The IRS has many types of penalties (both civil and criminal) in its arsenal of tools intended to, on the one hand punish and deter misconduct, and on the other to encourage voluntary tax compliance among the general taxpayer populace. Under the current scheme, the imposition of penalties for a myriad of offenses (failure to file, failure to pay, under reporting of tax, civil fraud, promotion of abusive tax schemes, failure to report foreign financial assets, and more) has become increasingly common and, in many cases, has become automatic within normal IRS assessment practice. We are often asked how to abate or avoid penalties imposed by the IRS.
Here are the most common ways to get a penalty abated:
First time penalty abatement
A taxpayer who has enjoyed a clean tax record for at least three years prior to the penalty’s imposition may apply to the IRS for an abatement of tax penalties for a single tax period (for failure to file and/or failure to pay only) through the First-Time Penalty Abatement (FTA) administrative waiver. Employers may also apply for an FTA waiver of penalties for failure to deposit payroll taxes.
To demonstrate a clean three-year compliance history, the taxpayer must have filed all required tax returns (or obtained an extension of time to file) and must have paid any tax due (or arranged to pay it through an installment agreement). In addition, the taxpayer must not have had any penalties of a “significant” amount assessed during the past three years.

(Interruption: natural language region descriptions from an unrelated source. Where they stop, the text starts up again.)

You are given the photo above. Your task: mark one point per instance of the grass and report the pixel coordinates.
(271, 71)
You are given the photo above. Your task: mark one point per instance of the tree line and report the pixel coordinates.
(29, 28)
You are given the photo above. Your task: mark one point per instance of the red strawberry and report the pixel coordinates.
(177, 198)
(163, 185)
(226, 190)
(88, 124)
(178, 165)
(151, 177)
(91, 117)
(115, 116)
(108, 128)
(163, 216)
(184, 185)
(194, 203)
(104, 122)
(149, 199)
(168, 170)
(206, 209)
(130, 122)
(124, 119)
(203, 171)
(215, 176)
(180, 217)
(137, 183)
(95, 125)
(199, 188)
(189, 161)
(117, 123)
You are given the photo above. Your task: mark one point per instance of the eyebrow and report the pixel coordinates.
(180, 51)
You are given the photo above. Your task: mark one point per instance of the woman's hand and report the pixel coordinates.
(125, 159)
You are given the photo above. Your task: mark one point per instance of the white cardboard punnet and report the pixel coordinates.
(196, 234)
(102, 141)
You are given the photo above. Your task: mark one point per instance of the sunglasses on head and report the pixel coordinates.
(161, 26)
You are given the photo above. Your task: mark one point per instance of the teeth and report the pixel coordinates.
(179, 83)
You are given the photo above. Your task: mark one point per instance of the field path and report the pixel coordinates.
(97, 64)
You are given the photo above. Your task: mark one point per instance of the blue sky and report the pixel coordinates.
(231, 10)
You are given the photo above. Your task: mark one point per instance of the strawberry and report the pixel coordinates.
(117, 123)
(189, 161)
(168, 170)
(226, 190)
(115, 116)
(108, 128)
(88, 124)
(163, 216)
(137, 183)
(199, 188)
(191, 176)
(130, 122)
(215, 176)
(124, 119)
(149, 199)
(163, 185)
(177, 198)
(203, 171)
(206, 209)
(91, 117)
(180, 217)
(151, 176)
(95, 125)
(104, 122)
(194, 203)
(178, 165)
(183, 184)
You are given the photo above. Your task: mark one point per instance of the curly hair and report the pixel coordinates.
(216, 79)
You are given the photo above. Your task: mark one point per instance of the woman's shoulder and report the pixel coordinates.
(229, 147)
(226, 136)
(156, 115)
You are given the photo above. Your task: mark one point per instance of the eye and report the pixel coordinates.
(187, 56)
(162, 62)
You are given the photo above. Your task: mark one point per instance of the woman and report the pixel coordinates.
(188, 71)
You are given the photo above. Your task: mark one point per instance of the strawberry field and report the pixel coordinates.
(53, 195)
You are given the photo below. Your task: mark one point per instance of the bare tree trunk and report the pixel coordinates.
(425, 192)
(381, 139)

The IRS has not defined what it means by “significant,” and some practitioners have observed that even small assessments may result in an abatement request’s denial. In such cases, a taxpayer representative might try directly communicating with the IRS examiner to explain the circumstances behind the penalty and to remind the examiner that only “significant” assessments are meant to disqualify taxpayers from receiving an FTA.
The FTA waiver is a highly under-used tool, according to a 2012 report by the Treasury Inspector General for Tax Administration (TIGTA), which stated that many taxpayers and practitioners are unaware of its availability. FTA abatements are not granted unless requested, meaning many of the qualified taxpayers who do not know about the waiver do not receive it, TIGTA observed. TIGTA reported that out of a statistically valid sampling of 500 taxpayers, who would have qualified for an FTA waiver of failure to file and failure to pay penalties, approximately 91 percent had not received an abatement.
In an ideal situation going into an exam, the taxpayer would have both a valid, reasonable cause for the failure that led to the penalties and the documentation required to prove it. If you can document that the failure was really out of the taxpayer’s hands, you’ll have a good chance of getting the penalties abated. For example, a taxpayer with a complicated tax situation, who lived abroad, and who had received an extension of time to file. After the taxpayer’s preparer notified him by email in August that he had fallen ill and would be unable to prepare the tax return, the taxpayer quickly found a U.S. firm to prepare his return; but the firm informed the taxpayer that it could not complete the return by October 15. Nevertheless, because the taxpayer was able to show the Appeals officer an entire email history documenting the reason behind his late filing, the Appeals officer threw out the failure to file penalty.
In most cases, however, you must assume that the IRS will persist in imposing penalties and should prepare the case accordingly. Even if the IRS examiner makes adjustments to tax, a taxpayer may be able to use a good set of facts as a bargaining chip in the appeals or litigation phases to avoid any accompanying penalties.
Collect all the facts of the case early on, so as not to be caught off guard during the first communications with the examiner; nor to allow the examiner to be the sole source of facts within the case file. It is also important to build a good rapport with the IRS examiner. By cooperating with the examiner in a timely, transparent, and professional manner, taxpayers and their representatives may be able to avoid creating an adversarial relationship with the IRS, which could poison (or at least drag out) the entire examination process from its onset and increase resistance to any future abatement request.
Preparing for Appeals
In building a good, defensible story that might enable the taxpayer to prove he or she had reasonable cause, the representative should consider several questions. For example, do the taxpayer’s facts show the failure to file, pay, report income, or other error was an honest mistake? Did the taxpayer display ordinary business care and prudence in trying to set aside funds sufficient to pay tax? Could the taxpayer have avoided non-compliance? In taking a particular tax position, did the taxpayer reasonably rely on a tax opinion from a professional tax advisor? Make sure your story matches the available documentation.
In general, a taxpayer cannot use insufficient funds as a defense to show reasonable cause for a failure to pay tax. A taxpayer is expected to exercise “ordinary business care and prudence” when handling his or her finances (or business payroll), so as to be able to pay any tax due.
When an employer has failed to pay its payroll taxes due to lack of funds, the IRS will generally seek the Code Sec. 6672 penalty (the “trust fund recovery penalty”) on individuals responsible for the failure to pay. The liability of such individuals is joint and several with the company, and the IRS is not required to pursue the company first.